Dr Scott also had a love for literature and
poetry and was known to recite long passages from renowned poets. In the right
mood he would quote liberally from speeches in Shakespeare’s Henry IV,
from Macbeth, from the Song of Solomon in the Bible or
from the Rubaiyat of Omar Khayyam.
Guy also liked composing songs as a hobby
and, although he has long played the guitar, he never quite mastered the
instrument. “He can play, but he’s pretty rubbish,” said Charlotte.
He also worked briefly a journalist when he
wrote for Business Review, a monthly supplement put out by the Times
of Zambia.
So what did he make of being
Vice-President?
“It’s a very difficult position because
always if you try to do too much people accuse you of barging in on their
territory; if you don’t do anything then everybody accuses you of loafing. That
is the standard challenge of vice-anything.

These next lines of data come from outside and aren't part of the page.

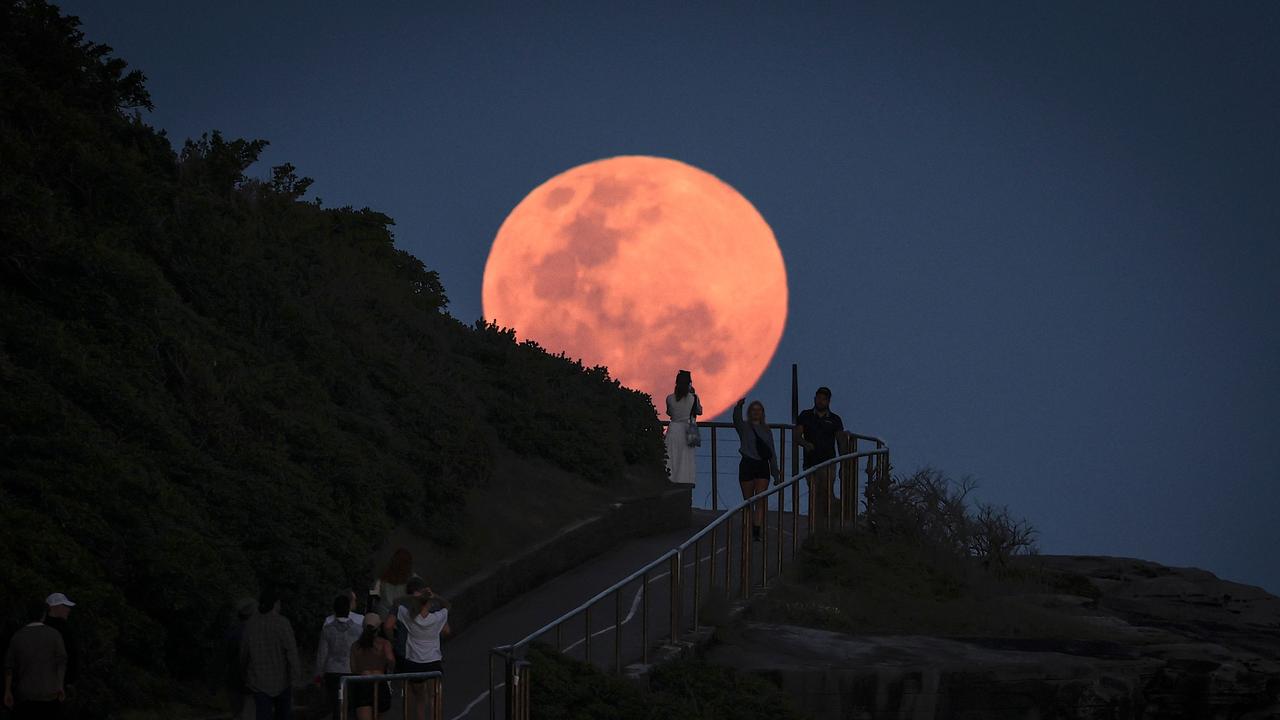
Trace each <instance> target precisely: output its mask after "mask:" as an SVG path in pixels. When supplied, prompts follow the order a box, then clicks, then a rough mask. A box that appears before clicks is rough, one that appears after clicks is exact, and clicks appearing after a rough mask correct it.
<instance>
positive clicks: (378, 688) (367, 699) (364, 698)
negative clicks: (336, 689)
mask: <svg viewBox="0 0 1280 720" xmlns="http://www.w3.org/2000/svg"><path fill="white" fill-rule="evenodd" d="M374 687H378V711H379V712H387V711H388V710H390V708H392V685H390V683H388V682H387V680H380V682H378V683H351V684H348V685H347V689H348V691H351V707H372V706H374Z"/></svg>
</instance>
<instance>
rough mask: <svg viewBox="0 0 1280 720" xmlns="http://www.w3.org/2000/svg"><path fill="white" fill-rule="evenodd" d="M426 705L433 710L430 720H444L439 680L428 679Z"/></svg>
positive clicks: (442, 690)
mask: <svg viewBox="0 0 1280 720" xmlns="http://www.w3.org/2000/svg"><path fill="white" fill-rule="evenodd" d="M426 703H428V707H430V708H431V710H430V714H429V717H430V720H444V684H443V683H440V679H439V678H428V679H426ZM343 717H346V715H343Z"/></svg>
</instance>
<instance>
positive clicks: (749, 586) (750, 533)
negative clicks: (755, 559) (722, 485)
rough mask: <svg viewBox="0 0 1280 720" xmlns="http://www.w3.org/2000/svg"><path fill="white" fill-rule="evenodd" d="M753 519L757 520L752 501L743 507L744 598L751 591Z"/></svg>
mask: <svg viewBox="0 0 1280 720" xmlns="http://www.w3.org/2000/svg"><path fill="white" fill-rule="evenodd" d="M753 520H755V518H754V515H753V512H751V503H750V502H749V503H746V506H744V507H742V536H741V537H742V546H741V548H742V561H741V568H740V569H739V570H740V573H741V575H742V577H741V580H742V600H746V598H748V597H750V592H751V521H753Z"/></svg>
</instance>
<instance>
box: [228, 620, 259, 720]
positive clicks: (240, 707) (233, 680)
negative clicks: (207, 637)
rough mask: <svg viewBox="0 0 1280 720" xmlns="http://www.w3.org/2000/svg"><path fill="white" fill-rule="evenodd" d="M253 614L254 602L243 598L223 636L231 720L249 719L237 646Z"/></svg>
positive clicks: (245, 696)
mask: <svg viewBox="0 0 1280 720" xmlns="http://www.w3.org/2000/svg"><path fill="white" fill-rule="evenodd" d="M255 612H257V601H256V600H253V598H244V600H241V601H239V602H237V603H236V621H233V623H232V624H230V625H229V626H228V628H227V633H225V634H224V635H223V662H224V665H225V670H227V674H225V675H224V683H225V685H227V705H228V707H229V708H230V711H232V720H241V719H247V717H250V712H248V711H247V710H246V707H244V703H246V701H247V698H246V696H244V665H243V664H242V662H241V659H239V646H241V641H242V639H243V638H244V625H246V624H247V623H248V619H250V618H252V616H253V614H255Z"/></svg>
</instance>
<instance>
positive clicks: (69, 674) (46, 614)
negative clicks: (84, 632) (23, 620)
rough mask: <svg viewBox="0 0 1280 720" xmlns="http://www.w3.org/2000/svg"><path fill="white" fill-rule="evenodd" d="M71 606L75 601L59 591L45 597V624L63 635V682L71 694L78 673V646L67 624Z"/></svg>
mask: <svg viewBox="0 0 1280 720" xmlns="http://www.w3.org/2000/svg"><path fill="white" fill-rule="evenodd" d="M81 600H83V598H81ZM72 607H76V603H74V602H72V601H70V598H69V597H67V596H65V594H63V593H60V592H55V593H54V594H51V596H49V597H46V598H45V624H46V625H49V626H50V628H52V629H55V630H58V634H60V635H61V637H63V644H64V646H67V676H65V679H64V680H63V684H65V685H67V689H68V691H69V692H68V694H73V693H72V692H70V691H74V685H76V680H77V678H78V675H79V652H78V650H79V647H78V643H77V642H76V634H74V633H72V632H70V629H69V628H68V626H67V620H68V618H70V614H72ZM69 700H74V698H69Z"/></svg>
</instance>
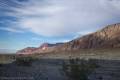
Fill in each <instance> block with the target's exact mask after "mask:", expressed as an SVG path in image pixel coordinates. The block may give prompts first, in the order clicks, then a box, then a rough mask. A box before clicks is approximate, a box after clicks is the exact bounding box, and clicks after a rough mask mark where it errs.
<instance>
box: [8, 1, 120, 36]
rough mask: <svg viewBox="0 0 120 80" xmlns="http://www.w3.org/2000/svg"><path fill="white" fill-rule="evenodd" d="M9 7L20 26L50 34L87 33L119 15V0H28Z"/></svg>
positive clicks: (116, 21) (98, 27) (116, 16)
mask: <svg viewBox="0 0 120 80" xmlns="http://www.w3.org/2000/svg"><path fill="white" fill-rule="evenodd" d="M18 3H19V2H18ZM20 4H21V3H20ZM12 9H13V10H14V11H15V13H8V14H9V15H11V16H15V17H17V18H18V21H17V22H16V23H17V25H19V26H20V27H19V28H21V29H27V30H29V31H31V32H33V33H36V34H39V35H42V36H50V37H51V36H52V37H53V36H63V35H66V34H72V33H76V34H77V33H78V32H79V33H80V34H83V33H84V34H86V33H88V32H92V31H95V30H96V29H98V28H101V27H102V26H103V25H106V24H109V23H111V19H113V18H114V17H117V16H119V17H120V13H119V12H120V1H119V0H44V1H41V2H40V0H30V1H29V2H28V3H26V4H25V3H24V6H23V7H21V8H12ZM114 22H115V21H114ZM116 22H118V21H116ZM111 24H112V23H111Z"/></svg>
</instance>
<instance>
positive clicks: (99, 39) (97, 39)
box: [61, 24, 120, 50]
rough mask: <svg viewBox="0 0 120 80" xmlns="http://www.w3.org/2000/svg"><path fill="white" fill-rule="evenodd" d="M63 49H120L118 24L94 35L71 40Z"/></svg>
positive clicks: (83, 36) (89, 35)
mask: <svg viewBox="0 0 120 80" xmlns="http://www.w3.org/2000/svg"><path fill="white" fill-rule="evenodd" d="M61 47H64V48H65V49H67V50H70V49H73V50H74V49H75V50H76V49H81V48H82V49H86V48H87V49H89V48H118V47H120V24H113V25H109V26H107V27H105V28H104V29H102V30H99V31H97V32H95V33H92V34H89V35H85V36H83V37H81V38H77V39H75V40H72V41H70V42H68V43H66V44H64V45H63V46H61Z"/></svg>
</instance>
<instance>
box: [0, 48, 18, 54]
mask: <svg viewBox="0 0 120 80" xmlns="http://www.w3.org/2000/svg"><path fill="white" fill-rule="evenodd" d="M15 52H16V50H13V49H0V54H13V53H15Z"/></svg>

Dr Scott was also known for the image he
posed.
“He doesn’t worry about the image he is
cutting,” is how Dr Fisher described him.
“He’s not a man who spends any time in
shops if he can help it,” said Charlotte. “If he goes somewhere and comes back,
then he probably does no shopping. He has to be forced to do it. He doesn’t
like shopping at all. If he went to Johannesburg or London by himself I
couldn’t expect any shopping when he came back,” she said.
Guy almost gloried in his anti-materialism:
“Me, as long I have this garden and a nice house, even though it’s not a posh
house, it’s a very comfortable house…and a verandah on that house and a bottle
of whisky to occasionally sample; and children and grandchildren and a car
which is reliable: I don’t care whether it’s a Hummer or Jaguar as long it’s
reliable and can get me to where I’m going. Then that’s it, I’m happy,” he
said.
“How can you be a materialist in a country
where 80 percent of the people live on less than two dollars a day?” he asked.
According to Dr Fisher, after graduating
from Cambridge, Guy Scott threw a party at his place where he promised to give
away all his possessions.
However, even as he took up the position of
Vice-President, Guy knew the question of race would come up.
“People don’t know how to handle these
racial things, they think it’s embarrassing; are we supposed not to notice he
is white…? And I don’t help them,” he said.
In Malawi, at the recent COMESA heads of
state summit, it was President Robert Mugabe who broke the ice by referring to
Guy Scott’s skin colour and calling him ‘one of us’.
“He knew how to handle it, but the rest of
them pretended they hadn’t noticed that I was white,” he said.
“I had a choice of becoming a Zambian
citizen or British citizen under the constitution in 1964, and I chose to
become a Zambian citizen,” said Guy.
He also spoke strongly about Western
hegemony as though he had no roots there.
He expressed a deep desire to see Zambia
develop. “I will be very sorry to spend another ten years of my life trying to
make Zambia work and failing, and ending up with another corrupt society,” he
said.
And although he was – according Charlotte -
“absolutely bowled over” when he was appointed Vice-President, he was still
bothered by the presence of aides and security personnel around him.
“It can be very frustrating to not be able
to get in your car to go and see your friends or go and see a movie,” he said.
“I’ve tried everything. I’ve tried driving
myself. I’ve tried driving without motorbikes, only with escort vehicles. But
it’s not possible because you get caught up in traffic and somebody recognises
you and the crowds start mobbing you, then you realise what the motorbikes are
for,” he said.
So, what sort of man was Guy Scott?
Stewart Fisher described him in one word -
acerbic.
“He doesn’t like blunt things. He likes
excitement and controversy. He likes unusual people. And he likes getting
himself into trouble and getting himself out of trouble. Guy is Guy,” he added.